STAMFORD, Conn., June 16, 2021 (GLOBE NEWSWIRE) — SpringWorks Therapeutics, Inc. (Nasdaq: SWTX), a clinical-stage biopharmaceutical company focused on developing life-changing drugs for patients with severe rare diseases and cancer, today reported the initiation of a Phase 1/2 clinical trial evaluating mirdametinib, an investigational MEK inhibitor for the treatment of children, adolescents and young adults with low-grade glioma (LGG). The study is sponsored by St. Jude Children’s Research Hospital. More information about the study can be found at www.clinicaltrials.gov under the identification code NCT04923126.
Pediatric LGG may contain genetic changes that upregulate the MAPK pathway and promote tumor growth. Previous studies of therapeutic agents targeting the MAPK pathway have shown promising results in patients with childhood LGG.1 Mirdametinib is an oral, allosteric, brain-penetrating small molecule designed to inhibit MEK1 and MEK2, proteins that occupy critical positions in the MAPK. path. To date, more than 250 subjects have been exposed to mirdametinib treatment in clinical trials, with preliminary evidence of antitumor clinical activity driven by overactivated MAPK signaling.2
“Children with LGG who fail to achieve a cure after surgery may face years of increasingly aggressive chemotherapy, which can have lasting negative effects on learning, cognition, and quality of life,” says L. Mary Smith, Ph.D., SpringWorks Chief Development Officer. “It has recently been recognized that most cases of pediatric LGG have genetic changes that upregulate the MAPK pathway. Given its brain-penetrating properties, we look forward to studying mirdametinib to evaluate whether our MEK inhibitor can provide meaningful antitumor activity and clinical benefit in patients with LGG.”
This trial is being conducted under a research agreement SpringWorks has entered into with St. Jude Children’s Research Hospital, with St. Jude sponsoring the trial and SpringWorks providing partial funding, investigational drug and other non-financial support.
About the Phase 1/2 LGG Study
The open-label, multicenter Phase 1/2 study will evaluate the safety, tolerability and pharmacokinetics of mirdametinib in children, adolescents and young adults with LGG. The study plans to enroll up to 130 patients, ages 2 to 24. Patients will receive mirdametinib twice daily on a continuous schedule for up to two years.

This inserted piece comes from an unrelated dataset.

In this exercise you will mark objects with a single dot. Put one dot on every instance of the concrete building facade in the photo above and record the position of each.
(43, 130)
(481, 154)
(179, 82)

The primary objective of the phase 1 portion of the study will be to evaluate the safety, tolerability and pharmacokinetics of mirdametinib. The phase 2 portion of the study is designed to measure the objective response rate and duration of response to mirdametinib. Patients in the phase 2 portion will be stratified into one of three treatment cohorts based on tumor status and history of MEK inhibitor exposure: Cohort 1: patients with newly diagnosed LGG; Cohort 2: Patients with progressive or recurrent LGG without previous exposure to a MEK inhibitor; Cohort 3: Patients with progressive or recurrent LGG with previous exposure to a MEK inhibitor.
About low-grade glioma
Pediatric LGG is a type of tumor that affects the brain and spinal cord. LGG is the most common childhood central nervous system (CNS) tumor and accounts for approximately 30% of all childhood CNS tumors.3 LGG can arise in several areas of the CNS, including the cerebellum, the cerebrum brainstem, hypothalamus, visual pathway, optic nerve, and spinal cord.3 Low-grade gliomas are associated with significant morbidity, including seizures and cognitive decline, and recurrent gliomas often undergo malignant transformation.4
Optimal management of LGG remains uncertain.3 While most children with LGG survive their cancer, children with progressive residual disease after surgery and children who are not amenable to surgery can often face years of increasingly aggressive cytotoxic therapies that can have lasting effects on learning, cognition and quality of life.3 There are no FDA-approved therapies for pediatric LGG and current treatments used off-label may be associated with significant acute and lifelong side effects.3 As a result, the unmet medical need remains great for these patients.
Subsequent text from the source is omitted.